We assessed hypercapnic cerebrovascular reactivity (CVR) and endothelium-dependent function [cerebral shear-mediated dilation (cSMD)] in the internal carotid artery (ICA) with and without systemic a₁-adrenoreceptor blockade via Prazosin. We hypothesized that CVR would be reduced, whereas cSMD would remain unchanged, after Prazosin administration when compared with placebo.

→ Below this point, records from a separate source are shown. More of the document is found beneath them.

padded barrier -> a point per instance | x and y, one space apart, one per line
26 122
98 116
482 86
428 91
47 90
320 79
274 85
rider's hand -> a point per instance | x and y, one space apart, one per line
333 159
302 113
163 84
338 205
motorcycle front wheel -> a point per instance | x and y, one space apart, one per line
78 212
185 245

In 15 healthy adults (3 female, 26 ± 4 years), we conducted ICA duplex ultrasound during CVR [target + 10 mmHg partial pressure of end-tidal carbon dioxide (PET_CO2 ) above baseline, 5 min] and cSMD (+ 9 mmHg PET_CO2 above baseline, 30 s) using dynamic end-tidal forcing with and without a₁-adrenergic blockade (Prazosin; 0.05 mg/kg) in a placebo-controlled, double-blind, and randomized design. The CVR in the ICA was not different between placebo and Prazosin (P = 0.578). During CVR, the reactivities of mean arterial pressure and cerebrovascular conductance to hypercapnia were also not different between conditions (P = 0.921 and P = 0.664, respectively). During Prazosin, cSMD was lower (1.1 ± 2.0% vs 3.8 ± 3.0%; P = 0.032); however, these data should be interpreted with caution due to the elevated baseline diameter (+ 1.3 ± 3.6%; condition: P = 0.0498) and lower shear rate (-14.5 ± 23.0%; condition: P < 0.001). Therefore, lower cSMD post a₁-adrenoreceptor blockade might not indicate a reduction in cerebral endothelial function per se, but rather, that a₁-adrenoreceptors contribute to resting cerebral vascular restraint at the level of the ICA. NEW & NOTEWORTHY We assessed steady-state hypercapnic cerebrovascular reactivity and cerebral endothelium-dependent function, with and without a₁-adrenergic blockade (Prazosin), in a placebo-controlled, double-blind, and randomized study, to assess the contribution of a₁-adrenergic receptors to cerebrovascular CO₂ regulation. After administration of Prazosin, cerebrovascular reactivity to CO₂ was not different compared with placebo despite lower blood flow, whereas cerebral endothelium-dependent function was reduced, likely due to elevated baseline internal carotid arterial diameter. These findings suggest that a₁-adrenoreceptor activity does not influence cerebral blood flow regulation to CO₂ and cerebral endothelial function.